Over the years, payment of dividends to shareholders of quoted companies in Nigeria has been fraught with many administrative bottlenecks leading to rising incidences of unclaimed dividends.

This perennial problem has generated a lot of debate which has consequently attracted the concerns of all stakeholders in the Nigerian equity market, especially the investors. We believe these concerns are not misplaced as dividends are a major attraction to investors. While the amount of dividend declared by a company may influence investors’ perception of the company, the importance of the actual cash received by investors has assumed great significance.

Apart from providing income to some category of investors, the delay in dividend receipt has made equity financing unnecessarily difficult and expensive to others particularly when an equity investment is funded by a bank loan upon which interests accrue on an ongoing basis.

Therefore, on Monday June 16, 2008, the Securities and Exchange Commission (SEC) launched the electronic payment system (e-dividend) in Lagos, Nigeria. The e-dividend launch is the result of several months of deliberation by various stakeholders such as the Nigerian Stock Exchange, the Central Bank of Nigeria, Nigerian Inter-Bank Settlement System, capital market operators and shareholders’ associations amongst others.

E-dividend refers to the payment of cash dividend into a shareholder’s nominated bank through a direct credit rather than issuing a cheque or warrant. The commission took the step with a view to stemming the observed occurrences of market abuse, improving the efficiency of the capital market and enhancing the level of investors’ confidence. Also, the initiative is expected to minimize cases of unclaimed dividends, eliminate dividend loss-in-transit and enhance shareholders’ ability to access and utilize their dividends immediately.

To ensure the success of the initiative, respective shareholders are expected to meet their implementation modalities i.e. issuers are to meet payment obligations immediately after declaration of dividends at AGMs, registrars are to upgrade their ICT infrastructure while stockbrokers – and registrars – are to include shareholders’ data and information on share transfer forms and banks are to authenticate shareholders’ signature.

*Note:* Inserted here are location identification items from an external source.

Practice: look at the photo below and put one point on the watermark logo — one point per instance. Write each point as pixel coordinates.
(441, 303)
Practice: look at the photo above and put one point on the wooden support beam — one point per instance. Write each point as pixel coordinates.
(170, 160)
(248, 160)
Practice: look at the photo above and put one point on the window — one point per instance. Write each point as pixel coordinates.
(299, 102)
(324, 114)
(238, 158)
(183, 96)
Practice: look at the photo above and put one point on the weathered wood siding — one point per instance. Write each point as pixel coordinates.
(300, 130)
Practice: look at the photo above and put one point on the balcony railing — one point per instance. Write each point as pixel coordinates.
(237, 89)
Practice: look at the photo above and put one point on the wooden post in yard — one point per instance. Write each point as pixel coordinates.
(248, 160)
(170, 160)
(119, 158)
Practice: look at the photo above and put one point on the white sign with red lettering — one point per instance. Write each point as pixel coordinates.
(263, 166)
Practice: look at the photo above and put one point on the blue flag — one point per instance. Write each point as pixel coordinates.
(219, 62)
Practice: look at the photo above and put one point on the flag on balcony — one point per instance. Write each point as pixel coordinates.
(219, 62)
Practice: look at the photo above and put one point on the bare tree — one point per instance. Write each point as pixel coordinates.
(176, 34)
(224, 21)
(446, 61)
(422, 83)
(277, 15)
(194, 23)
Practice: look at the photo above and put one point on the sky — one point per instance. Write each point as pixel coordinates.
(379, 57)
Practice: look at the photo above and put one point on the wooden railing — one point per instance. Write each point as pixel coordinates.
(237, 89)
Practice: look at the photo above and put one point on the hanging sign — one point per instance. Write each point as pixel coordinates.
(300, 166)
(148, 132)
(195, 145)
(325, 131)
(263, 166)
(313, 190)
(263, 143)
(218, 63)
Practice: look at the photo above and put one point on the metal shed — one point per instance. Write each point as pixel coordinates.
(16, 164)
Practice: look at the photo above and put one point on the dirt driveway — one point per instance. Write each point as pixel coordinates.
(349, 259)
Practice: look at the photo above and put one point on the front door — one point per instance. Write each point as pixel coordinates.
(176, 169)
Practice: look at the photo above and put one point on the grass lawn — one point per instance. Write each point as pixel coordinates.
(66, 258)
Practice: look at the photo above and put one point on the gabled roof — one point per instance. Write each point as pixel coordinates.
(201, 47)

Hitherto, the old dividend payment warrant system was characterized by numerous problems, which include
1) irregular signatures by applicant with multiple applications for an offer;
2) inability to identify the next of kin of shareholders that die intestate;
3) inefficiency of the postal system;
4) deliberate act to deny investors their benefit through various schemes by companies that lack liquidity to pay;
5) observed reliance on the part of registrars and their related businesses on the float provided by unpaid dividends as working capital and;
6) poor logistics management and inadequate data on the part of shareholders.

Going forward, this latest initiative is expected to enhance transparency and give investors immediate access to cash dividend once corporate action is paid by companies. However, the e-dividend payment system only addresses the cash side of corporate action.

There is therefore the need for the regulators to enforce an equal adherence to the direct lodgment of certificates into the Central Securities Clearing System (CSCS), the clearing house of the Nigerian Stock Exchange (NSE), as registrars and companies still issue physical certificates to investors regardless of the existing e-allotment procedure introduced in 2006.